Hollie was a homemaker and Marcel, 38, supplemented income from his full-time job as a security guard at Walgreens by working security for Detroit nightclubs. Marcel Jackson was a key member of the crime-fighting Detroit 300 community group. He was gunned down outside Pandemonium Night Club, allegedly by a patron who was angry about being ejected.
“Moving out of Detroit was one of our goals. We seen how crime was really getting bad, and we said ‘It’s time to go,’ ” Hollie said. “It just didn’t happen fast enough. Right now, I just kind of feel stuck with him not being here. I have to start over again.”
Dr. Charles Nelson, professor of pediatrics and neuroscience at Harvard Medical School and an expert on the effects of toxic stress on children, said exposure to early adversity can lead to long-term impacts on their brain and biological development, and their health. The earlier such adversity is removed from a child’s life, the greater the likelihood of recovery.
“(The effect) depends on things like the age of the child, the resources available to the family, if it’s a single event or sort of a constellation of chronic stress,” Nelson said. “The more stressful experiences you have growing up, the worse the outcome. So it’s not any single bad thing, it’s the accumulation of multiple bad things.
“Take a child born two months prematurely into a single-parent household that doesn’t have a lot of resources. Mom might have a substance abuse problem, then there’s neighborhood violence. All those things sort of conspire to pull the rug out from underneath the kids.”
A growing body of research has shown that stress can become so toxic that it affects even the body’s cells. Cells contain chromosomes, twisted threads that embed all genetic information. Tacked onto the end of each chromosome is a repetitive sequence of DNA called a telomere, which gets shorter each time a cell replicates.
Studies have linked chronic stress with the shortening of telomeres. And, in turn, shortened telomeres are associated with the onset of heart disease, diabetes, stroke and other age-related diseases.
Racial disparity also may be a factor.

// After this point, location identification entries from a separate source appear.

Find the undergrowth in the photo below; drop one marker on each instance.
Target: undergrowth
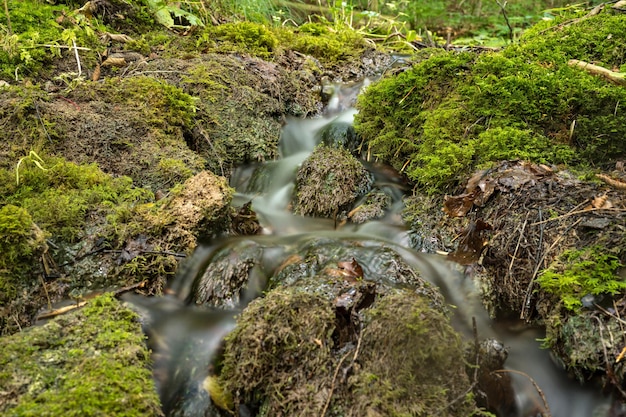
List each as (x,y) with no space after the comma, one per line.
(578,273)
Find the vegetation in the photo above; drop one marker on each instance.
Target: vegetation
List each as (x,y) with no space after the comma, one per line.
(328,182)
(454,112)
(582,273)
(285,346)
(89,362)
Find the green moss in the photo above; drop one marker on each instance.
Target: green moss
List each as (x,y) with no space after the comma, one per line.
(60,197)
(600,39)
(330,47)
(37,35)
(420,372)
(92,362)
(328,182)
(246,37)
(272,352)
(452,113)
(15,229)
(21,240)
(578,273)
(161,104)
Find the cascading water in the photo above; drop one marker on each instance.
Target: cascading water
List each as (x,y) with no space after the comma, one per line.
(187,338)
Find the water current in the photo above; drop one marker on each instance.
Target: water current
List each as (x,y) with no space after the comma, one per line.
(186,338)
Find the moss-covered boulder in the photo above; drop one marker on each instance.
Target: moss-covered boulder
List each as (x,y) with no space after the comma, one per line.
(91,362)
(288,355)
(454,112)
(328,182)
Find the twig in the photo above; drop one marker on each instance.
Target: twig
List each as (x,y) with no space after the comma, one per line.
(6,12)
(46,291)
(476,367)
(612,76)
(526,305)
(521,234)
(571,213)
(41,121)
(546,412)
(332,384)
(80,70)
(15,318)
(60,311)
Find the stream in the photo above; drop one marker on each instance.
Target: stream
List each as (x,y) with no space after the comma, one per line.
(186,338)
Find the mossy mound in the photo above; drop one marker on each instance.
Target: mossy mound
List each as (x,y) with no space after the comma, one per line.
(90,362)
(329,47)
(129,126)
(328,182)
(428,380)
(286,356)
(241,104)
(101,232)
(543,246)
(453,112)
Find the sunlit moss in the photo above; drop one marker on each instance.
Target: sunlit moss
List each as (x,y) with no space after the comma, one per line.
(90,362)
(579,273)
(451,113)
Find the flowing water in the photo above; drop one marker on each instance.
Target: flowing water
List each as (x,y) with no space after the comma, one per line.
(186,338)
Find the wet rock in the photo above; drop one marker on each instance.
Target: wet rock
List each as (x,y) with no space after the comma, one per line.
(328,182)
(90,361)
(288,345)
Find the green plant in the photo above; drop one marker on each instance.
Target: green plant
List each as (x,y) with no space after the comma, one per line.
(31,157)
(577,273)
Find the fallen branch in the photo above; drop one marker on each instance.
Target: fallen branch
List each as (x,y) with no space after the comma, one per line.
(546,412)
(343,358)
(618,78)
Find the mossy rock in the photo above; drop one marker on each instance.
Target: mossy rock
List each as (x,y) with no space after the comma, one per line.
(283,354)
(91,362)
(21,244)
(427,380)
(328,182)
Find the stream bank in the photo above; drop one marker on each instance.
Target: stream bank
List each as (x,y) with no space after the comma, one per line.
(155,124)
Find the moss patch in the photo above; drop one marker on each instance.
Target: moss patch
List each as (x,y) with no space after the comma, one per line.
(328,182)
(90,362)
(579,273)
(454,112)
(282,356)
(410,362)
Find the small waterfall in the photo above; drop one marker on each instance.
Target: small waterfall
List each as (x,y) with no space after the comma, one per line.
(186,337)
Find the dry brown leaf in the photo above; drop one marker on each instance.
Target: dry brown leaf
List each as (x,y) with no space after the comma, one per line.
(458,206)
(472,243)
(601,201)
(114,62)
(351,268)
(613,182)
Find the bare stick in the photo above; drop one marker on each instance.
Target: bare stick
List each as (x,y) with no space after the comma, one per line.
(618,78)
(547,412)
(46,291)
(332,384)
(521,234)
(6,12)
(80,71)
(506,19)
(526,305)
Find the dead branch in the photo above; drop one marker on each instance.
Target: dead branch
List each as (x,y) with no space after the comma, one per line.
(546,412)
(60,311)
(343,358)
(616,183)
(618,78)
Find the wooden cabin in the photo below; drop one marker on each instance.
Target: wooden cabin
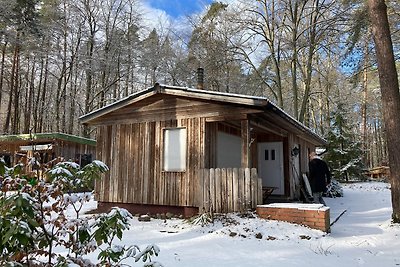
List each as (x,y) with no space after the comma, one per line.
(187,150)
(47,146)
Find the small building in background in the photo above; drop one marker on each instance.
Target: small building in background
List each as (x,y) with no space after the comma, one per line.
(46,147)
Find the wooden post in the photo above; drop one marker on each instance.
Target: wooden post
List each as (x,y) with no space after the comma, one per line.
(245,134)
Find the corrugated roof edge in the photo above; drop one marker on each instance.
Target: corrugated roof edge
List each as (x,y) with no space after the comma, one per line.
(159,87)
(294,121)
(57,135)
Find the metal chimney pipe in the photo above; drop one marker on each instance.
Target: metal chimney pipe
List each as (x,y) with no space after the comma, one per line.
(200,78)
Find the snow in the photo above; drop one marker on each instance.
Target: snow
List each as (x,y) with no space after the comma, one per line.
(362,236)
(300,206)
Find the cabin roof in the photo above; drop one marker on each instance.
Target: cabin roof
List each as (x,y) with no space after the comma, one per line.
(228,98)
(39,137)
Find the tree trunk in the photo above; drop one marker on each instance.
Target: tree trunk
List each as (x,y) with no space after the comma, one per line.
(3,56)
(390,94)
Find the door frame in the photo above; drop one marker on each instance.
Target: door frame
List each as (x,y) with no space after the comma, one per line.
(261,147)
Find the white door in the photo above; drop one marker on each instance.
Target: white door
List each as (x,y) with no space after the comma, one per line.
(270,166)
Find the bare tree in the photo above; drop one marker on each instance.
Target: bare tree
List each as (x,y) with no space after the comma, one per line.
(390,93)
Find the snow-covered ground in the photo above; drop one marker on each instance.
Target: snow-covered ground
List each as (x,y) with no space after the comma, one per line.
(363,236)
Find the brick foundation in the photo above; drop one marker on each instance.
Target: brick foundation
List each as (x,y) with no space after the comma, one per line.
(315,216)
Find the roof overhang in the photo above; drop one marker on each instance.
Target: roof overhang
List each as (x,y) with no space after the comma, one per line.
(261,103)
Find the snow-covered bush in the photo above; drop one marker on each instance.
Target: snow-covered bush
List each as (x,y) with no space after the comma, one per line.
(34,220)
(334,189)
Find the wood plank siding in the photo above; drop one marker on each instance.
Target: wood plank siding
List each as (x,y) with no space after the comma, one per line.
(137,174)
(131,134)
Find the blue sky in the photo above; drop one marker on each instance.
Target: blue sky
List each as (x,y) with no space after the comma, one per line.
(178,8)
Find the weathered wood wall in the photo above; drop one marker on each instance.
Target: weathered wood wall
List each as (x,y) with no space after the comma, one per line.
(134,153)
(229,190)
(65,149)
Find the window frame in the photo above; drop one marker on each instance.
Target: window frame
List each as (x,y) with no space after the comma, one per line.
(168,165)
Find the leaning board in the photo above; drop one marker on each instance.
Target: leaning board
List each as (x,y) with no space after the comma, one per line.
(307,184)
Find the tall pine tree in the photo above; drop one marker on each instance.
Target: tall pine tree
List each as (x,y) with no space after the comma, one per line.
(344,153)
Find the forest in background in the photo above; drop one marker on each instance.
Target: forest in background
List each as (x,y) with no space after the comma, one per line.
(61,59)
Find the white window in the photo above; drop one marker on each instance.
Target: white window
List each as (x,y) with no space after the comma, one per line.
(175,149)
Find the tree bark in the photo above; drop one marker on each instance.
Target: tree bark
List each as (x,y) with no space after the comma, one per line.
(390,94)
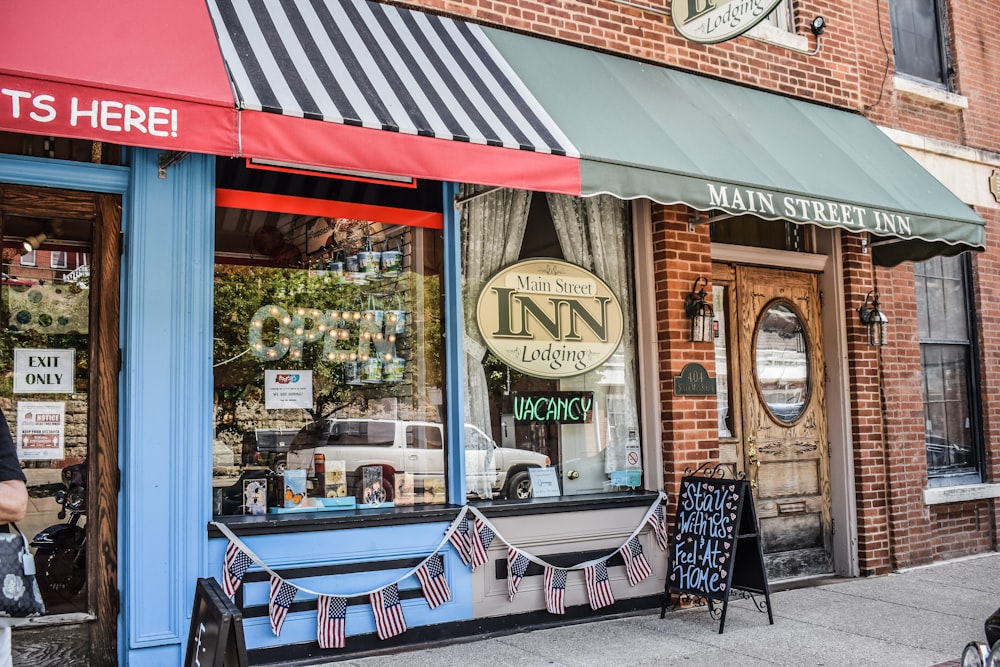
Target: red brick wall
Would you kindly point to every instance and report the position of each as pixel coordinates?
(833, 76)
(854, 70)
(690, 424)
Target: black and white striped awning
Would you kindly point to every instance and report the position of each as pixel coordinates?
(378, 66)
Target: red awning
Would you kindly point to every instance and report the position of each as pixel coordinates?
(134, 73)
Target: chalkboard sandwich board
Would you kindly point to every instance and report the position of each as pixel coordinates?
(216, 635)
(715, 546)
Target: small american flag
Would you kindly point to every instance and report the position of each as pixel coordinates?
(389, 620)
(658, 520)
(517, 565)
(481, 542)
(234, 567)
(635, 563)
(555, 590)
(598, 586)
(462, 541)
(433, 581)
(282, 594)
(331, 621)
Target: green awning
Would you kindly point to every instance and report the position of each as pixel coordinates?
(652, 132)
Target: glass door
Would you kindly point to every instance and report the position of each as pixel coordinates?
(58, 391)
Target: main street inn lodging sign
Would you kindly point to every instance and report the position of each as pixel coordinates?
(710, 22)
(549, 318)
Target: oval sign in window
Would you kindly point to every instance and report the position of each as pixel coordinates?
(549, 318)
(782, 363)
(713, 21)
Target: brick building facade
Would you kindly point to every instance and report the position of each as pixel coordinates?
(793, 173)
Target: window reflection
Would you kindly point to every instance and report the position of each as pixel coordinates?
(782, 362)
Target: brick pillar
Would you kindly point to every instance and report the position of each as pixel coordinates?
(689, 423)
(864, 369)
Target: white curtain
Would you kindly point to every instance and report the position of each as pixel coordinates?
(593, 234)
(492, 230)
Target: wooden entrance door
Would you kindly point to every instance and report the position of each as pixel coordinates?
(780, 431)
(63, 295)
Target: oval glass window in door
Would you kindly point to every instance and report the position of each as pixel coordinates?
(781, 358)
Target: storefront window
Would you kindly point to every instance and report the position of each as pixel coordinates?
(952, 435)
(550, 345)
(328, 361)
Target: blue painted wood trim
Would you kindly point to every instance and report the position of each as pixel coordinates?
(454, 352)
(166, 388)
(23, 170)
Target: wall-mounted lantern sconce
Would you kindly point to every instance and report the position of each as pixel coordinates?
(701, 313)
(874, 319)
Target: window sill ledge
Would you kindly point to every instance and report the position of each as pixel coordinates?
(910, 88)
(266, 524)
(958, 494)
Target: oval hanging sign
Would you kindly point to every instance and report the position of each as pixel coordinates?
(710, 22)
(549, 318)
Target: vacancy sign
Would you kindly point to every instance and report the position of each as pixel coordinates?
(43, 371)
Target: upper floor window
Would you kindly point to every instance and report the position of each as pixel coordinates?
(948, 359)
(781, 17)
(918, 39)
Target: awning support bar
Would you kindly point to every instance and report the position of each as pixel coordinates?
(476, 195)
(169, 159)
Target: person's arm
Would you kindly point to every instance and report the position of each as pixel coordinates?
(13, 500)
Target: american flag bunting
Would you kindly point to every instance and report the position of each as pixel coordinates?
(433, 582)
(462, 540)
(658, 520)
(481, 541)
(517, 565)
(331, 621)
(598, 585)
(282, 594)
(635, 563)
(555, 590)
(234, 566)
(388, 611)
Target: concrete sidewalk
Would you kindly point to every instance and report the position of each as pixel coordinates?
(920, 617)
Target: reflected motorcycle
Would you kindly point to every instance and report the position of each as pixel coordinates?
(61, 549)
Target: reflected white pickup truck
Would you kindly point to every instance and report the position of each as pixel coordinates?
(414, 447)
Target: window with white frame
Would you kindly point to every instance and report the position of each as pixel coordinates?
(919, 40)
(948, 358)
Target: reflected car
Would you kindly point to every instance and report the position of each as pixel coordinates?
(943, 454)
(414, 447)
(6, 279)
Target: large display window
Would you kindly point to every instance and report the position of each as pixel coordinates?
(550, 342)
(328, 366)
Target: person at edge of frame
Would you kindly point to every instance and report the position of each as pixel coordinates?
(13, 505)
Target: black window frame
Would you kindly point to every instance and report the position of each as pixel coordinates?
(975, 473)
(908, 54)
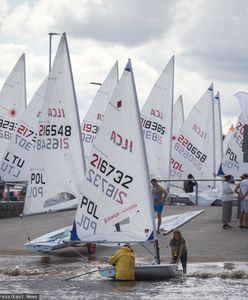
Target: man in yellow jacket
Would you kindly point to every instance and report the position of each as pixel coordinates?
(124, 262)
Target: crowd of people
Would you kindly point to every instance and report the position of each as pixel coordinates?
(241, 190)
(124, 259)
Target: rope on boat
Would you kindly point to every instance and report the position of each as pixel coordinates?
(80, 254)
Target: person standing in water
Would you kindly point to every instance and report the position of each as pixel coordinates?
(178, 250)
(124, 261)
(159, 195)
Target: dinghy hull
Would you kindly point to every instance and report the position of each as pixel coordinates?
(146, 272)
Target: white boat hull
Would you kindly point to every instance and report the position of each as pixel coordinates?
(55, 240)
(146, 272)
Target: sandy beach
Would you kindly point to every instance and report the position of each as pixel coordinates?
(205, 239)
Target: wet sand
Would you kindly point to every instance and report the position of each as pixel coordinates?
(205, 239)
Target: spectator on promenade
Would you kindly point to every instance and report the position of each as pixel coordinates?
(237, 191)
(244, 203)
(227, 199)
(188, 185)
(178, 250)
(159, 195)
(2, 187)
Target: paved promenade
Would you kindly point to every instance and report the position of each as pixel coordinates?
(205, 239)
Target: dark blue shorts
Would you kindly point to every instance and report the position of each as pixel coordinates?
(183, 259)
(158, 207)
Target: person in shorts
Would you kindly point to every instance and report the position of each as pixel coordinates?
(244, 203)
(179, 250)
(159, 195)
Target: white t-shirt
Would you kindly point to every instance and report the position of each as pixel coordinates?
(244, 187)
(227, 193)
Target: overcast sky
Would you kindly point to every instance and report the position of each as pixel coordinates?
(209, 39)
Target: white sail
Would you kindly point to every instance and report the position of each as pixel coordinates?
(178, 116)
(243, 103)
(218, 133)
(95, 114)
(192, 150)
(116, 203)
(232, 162)
(16, 161)
(12, 102)
(57, 164)
(156, 119)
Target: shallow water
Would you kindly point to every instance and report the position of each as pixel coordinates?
(46, 277)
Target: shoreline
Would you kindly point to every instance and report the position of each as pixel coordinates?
(206, 240)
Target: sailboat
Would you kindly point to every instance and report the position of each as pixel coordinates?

A University of Maryland study released this month found that African-American men who reported experiencing racism, and who had the strongest bias toward their own racial group, had telomeres that were biologically 1.4 to 2.8 years older than those of black men who reported the lowest levels of discrimination and least racial bias.
According to Nelson, kids who grow up with chronic stress are more prone to depression and anxiety, and have increased risk of Post Traumatic Stress Disorder. Severe stress and trauma also can harm learningand memory.
Nelson said early intervention is the key to minimizing the long-term impacts of chronic stress or trauma on children’s health. One example of an effective program, he said, is the Nurse Family Partnership. Nurses meet regularly with new moms to offer advice and support. Parenting education and programs that provide cash assistance to families with young children are also known to reduce the negative impacts of stress on children, Nelson said.
Najidah participated with other kids in an Open Arms grieving support group held during the school day at Old Redford Preparatory High School, the Detroit charter school she attends.
“We help (children) to communicate in ways that they can’t verbalize,” said Karen Gray-Sheffield, director of St. John Providence Community Health. “Through activities, play therapy, we can help them learn more about their feelings, remember their loved ones in a positive way.
“Younger children don’t always understand the permanence of death, so they feel the person is going to come back. We can’t help them cognitively grow up too fast, but we can explain the cycle of life, how trees and leaves die, things that might not be totally connected to the human aspect of it. Flowers grow, flowers also die.”